As 11 divides 11p²,So 11 divides q² but 11 is a prime

 11 divides q

q=11m where 'm' is an integer

$(11 m)^{2}=11 p^{2}$

$121 \cdot m^{2}=11 \cdot p^{2}$

$p^{2}=11 \cdot m^{2}$

As 11 divides 11m².So 11 divides p² but 11 is a prime

11 divides p

Thus ,p and q have a common factor 11. This contradicts the fact that p and q has no common factors (except 1)

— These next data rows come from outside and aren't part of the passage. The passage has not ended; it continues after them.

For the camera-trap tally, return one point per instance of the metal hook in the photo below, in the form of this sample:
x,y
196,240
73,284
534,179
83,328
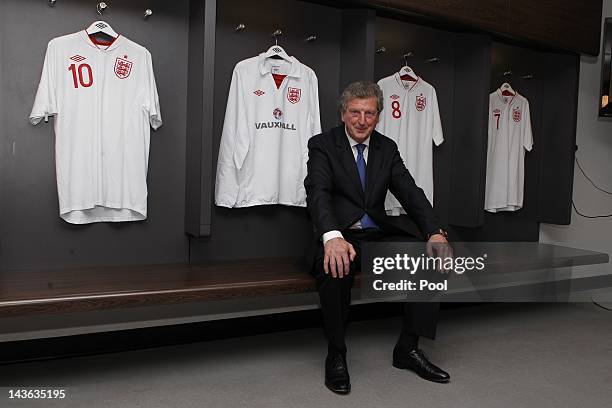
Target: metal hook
x,y
405,56
100,7
276,34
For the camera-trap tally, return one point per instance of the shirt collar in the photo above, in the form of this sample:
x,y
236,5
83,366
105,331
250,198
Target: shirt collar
x,y
88,40
294,71
353,142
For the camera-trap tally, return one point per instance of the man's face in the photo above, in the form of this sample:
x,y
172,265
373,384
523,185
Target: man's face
x,y
360,118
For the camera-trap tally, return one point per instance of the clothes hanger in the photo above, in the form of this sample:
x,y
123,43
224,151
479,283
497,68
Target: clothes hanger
x,y
276,51
101,31
406,73
507,89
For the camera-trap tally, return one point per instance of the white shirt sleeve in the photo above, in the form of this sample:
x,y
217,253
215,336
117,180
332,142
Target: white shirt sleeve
x,y
526,131
45,104
436,133
151,102
331,235
234,145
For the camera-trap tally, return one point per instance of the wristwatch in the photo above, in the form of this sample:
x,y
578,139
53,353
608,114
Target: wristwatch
x,y
438,231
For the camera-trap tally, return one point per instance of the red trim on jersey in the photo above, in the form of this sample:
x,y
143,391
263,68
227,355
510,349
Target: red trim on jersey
x,y
278,79
102,43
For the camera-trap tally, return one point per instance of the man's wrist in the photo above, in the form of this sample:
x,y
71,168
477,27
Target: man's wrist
x,y
331,235
438,231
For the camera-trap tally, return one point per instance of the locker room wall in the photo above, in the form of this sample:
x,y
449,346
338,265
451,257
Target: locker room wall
x,y
32,234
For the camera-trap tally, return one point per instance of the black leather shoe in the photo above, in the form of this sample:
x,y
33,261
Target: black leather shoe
x,y
415,360
336,374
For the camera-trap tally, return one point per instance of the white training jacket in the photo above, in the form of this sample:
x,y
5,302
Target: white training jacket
x,y
263,151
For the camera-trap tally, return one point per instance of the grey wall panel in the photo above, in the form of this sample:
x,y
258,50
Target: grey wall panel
x,y
358,46
471,103
269,231
33,235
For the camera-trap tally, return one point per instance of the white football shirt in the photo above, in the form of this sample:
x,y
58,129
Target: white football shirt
x,y
264,144
104,99
411,118
509,136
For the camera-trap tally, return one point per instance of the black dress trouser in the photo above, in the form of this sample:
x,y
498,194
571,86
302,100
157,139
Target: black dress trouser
x,y
419,318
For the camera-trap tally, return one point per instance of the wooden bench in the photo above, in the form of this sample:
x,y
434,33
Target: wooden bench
x,y
111,287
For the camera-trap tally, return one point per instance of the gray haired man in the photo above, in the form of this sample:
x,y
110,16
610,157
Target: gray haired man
x,y
350,169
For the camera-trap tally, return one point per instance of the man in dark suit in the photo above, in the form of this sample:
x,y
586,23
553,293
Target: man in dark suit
x,y
350,169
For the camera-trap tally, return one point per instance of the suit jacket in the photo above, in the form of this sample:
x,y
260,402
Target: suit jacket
x,y
335,198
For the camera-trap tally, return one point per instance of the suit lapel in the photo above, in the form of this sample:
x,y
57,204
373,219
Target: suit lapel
x,y
347,159
374,163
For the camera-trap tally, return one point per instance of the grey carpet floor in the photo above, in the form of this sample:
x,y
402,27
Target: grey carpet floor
x,y
504,355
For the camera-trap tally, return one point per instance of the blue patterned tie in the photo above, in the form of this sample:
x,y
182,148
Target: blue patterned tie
x,y
366,221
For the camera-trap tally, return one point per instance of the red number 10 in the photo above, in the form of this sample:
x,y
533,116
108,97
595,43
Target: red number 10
x,y
81,68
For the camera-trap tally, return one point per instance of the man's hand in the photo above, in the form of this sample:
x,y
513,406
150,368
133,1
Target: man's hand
x,y
338,257
443,250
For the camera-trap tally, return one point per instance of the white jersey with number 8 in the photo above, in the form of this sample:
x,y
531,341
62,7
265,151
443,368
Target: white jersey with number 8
x,y
411,118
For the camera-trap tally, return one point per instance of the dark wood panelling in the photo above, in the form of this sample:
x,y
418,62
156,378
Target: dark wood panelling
x,y
200,95
558,141
488,15
569,24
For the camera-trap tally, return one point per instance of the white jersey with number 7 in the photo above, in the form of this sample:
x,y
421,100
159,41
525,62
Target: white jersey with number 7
x,y
509,136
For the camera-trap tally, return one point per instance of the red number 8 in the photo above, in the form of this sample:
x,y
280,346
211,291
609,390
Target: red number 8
x,y
396,112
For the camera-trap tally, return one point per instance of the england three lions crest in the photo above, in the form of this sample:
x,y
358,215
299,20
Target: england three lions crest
x,y
123,68
294,95
420,103
516,114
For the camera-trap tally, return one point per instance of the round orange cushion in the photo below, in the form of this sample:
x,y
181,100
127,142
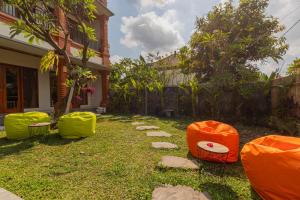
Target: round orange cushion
x,y
272,165
215,132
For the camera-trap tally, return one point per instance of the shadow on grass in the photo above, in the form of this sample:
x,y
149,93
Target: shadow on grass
x,y
220,169
11,147
219,191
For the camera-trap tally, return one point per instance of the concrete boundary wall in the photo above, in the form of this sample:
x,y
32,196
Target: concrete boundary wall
x,y
293,92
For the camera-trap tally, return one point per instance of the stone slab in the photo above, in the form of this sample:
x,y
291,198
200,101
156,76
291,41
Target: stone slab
x,y
144,128
137,123
178,162
6,195
158,134
178,193
164,145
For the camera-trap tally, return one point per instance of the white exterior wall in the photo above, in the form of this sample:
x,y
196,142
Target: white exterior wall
x,y
23,60
5,30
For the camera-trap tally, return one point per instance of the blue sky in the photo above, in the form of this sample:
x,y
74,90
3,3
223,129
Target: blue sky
x,y
141,26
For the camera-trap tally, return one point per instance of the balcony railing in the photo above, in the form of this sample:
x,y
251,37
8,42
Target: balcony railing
x,y
78,37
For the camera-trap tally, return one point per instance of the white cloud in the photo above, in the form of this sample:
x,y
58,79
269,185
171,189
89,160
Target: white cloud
x,y
115,58
145,4
152,32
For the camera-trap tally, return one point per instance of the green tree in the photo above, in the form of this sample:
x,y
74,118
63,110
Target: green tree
x,y
132,78
294,67
39,23
230,38
225,48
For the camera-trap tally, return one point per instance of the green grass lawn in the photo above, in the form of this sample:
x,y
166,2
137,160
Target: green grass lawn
x,y
116,163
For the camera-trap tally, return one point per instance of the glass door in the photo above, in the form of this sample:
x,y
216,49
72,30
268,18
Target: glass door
x,y
12,90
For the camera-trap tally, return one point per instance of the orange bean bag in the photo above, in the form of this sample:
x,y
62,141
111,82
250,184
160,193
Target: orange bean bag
x,y
215,132
272,165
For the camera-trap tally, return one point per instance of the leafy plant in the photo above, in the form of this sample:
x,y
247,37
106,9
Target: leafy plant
x,y
40,21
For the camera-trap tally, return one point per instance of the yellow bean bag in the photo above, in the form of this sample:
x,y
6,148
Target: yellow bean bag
x,y
16,125
77,125
272,165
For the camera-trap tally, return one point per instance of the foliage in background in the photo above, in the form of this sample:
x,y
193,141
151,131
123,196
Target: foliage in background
x,y
294,68
223,54
128,81
39,23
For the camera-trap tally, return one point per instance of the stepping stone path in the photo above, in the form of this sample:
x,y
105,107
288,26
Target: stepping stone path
x,y
178,193
6,195
137,123
158,134
144,128
178,162
164,145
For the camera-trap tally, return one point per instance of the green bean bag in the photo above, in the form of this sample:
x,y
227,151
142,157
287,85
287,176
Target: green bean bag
x,y
16,125
77,125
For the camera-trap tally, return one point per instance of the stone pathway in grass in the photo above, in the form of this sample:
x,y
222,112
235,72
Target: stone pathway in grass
x,y
144,128
6,195
178,193
178,162
137,123
158,134
164,145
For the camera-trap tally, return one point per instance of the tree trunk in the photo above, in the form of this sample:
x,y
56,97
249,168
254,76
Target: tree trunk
x,y
146,101
70,96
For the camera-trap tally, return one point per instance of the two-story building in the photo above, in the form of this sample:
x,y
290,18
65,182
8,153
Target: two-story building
x,y
23,87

Hence , $\frac{1}{\sqrt{11}}$ is not rational number

So, we conclude $\frac{1}{\sqrt{11}}$ is irrational number

Question 5

Sol :

Let √2 be a rational number

$\sqrt{2}=\frac{p}{q}$ where p and q are integers q≠0 and p and q have no common factors (except 1)

$2=\frac{p^{2}}{q^{2}}$

$p^{2}=2 \cdot q^{2}$..(i)

As '2' divides 2q² ,so 2 divides p² but 2 is prime

2 divides p

Let p=2m, where 'm' is a integer

Substitute this value of p in (i)

$(2 m)^{2}=2 q^{2}$

$4 m^{2}=2 q^{2}$

$q^{2}=2 m^{2}$

As 2 divides $2 m^{2}$, so 2 divides q² but 2 is prime 2 divides q

Thus , p and q have a common factor 2. This contradicts the fact that p and q has no common factor (Except 1)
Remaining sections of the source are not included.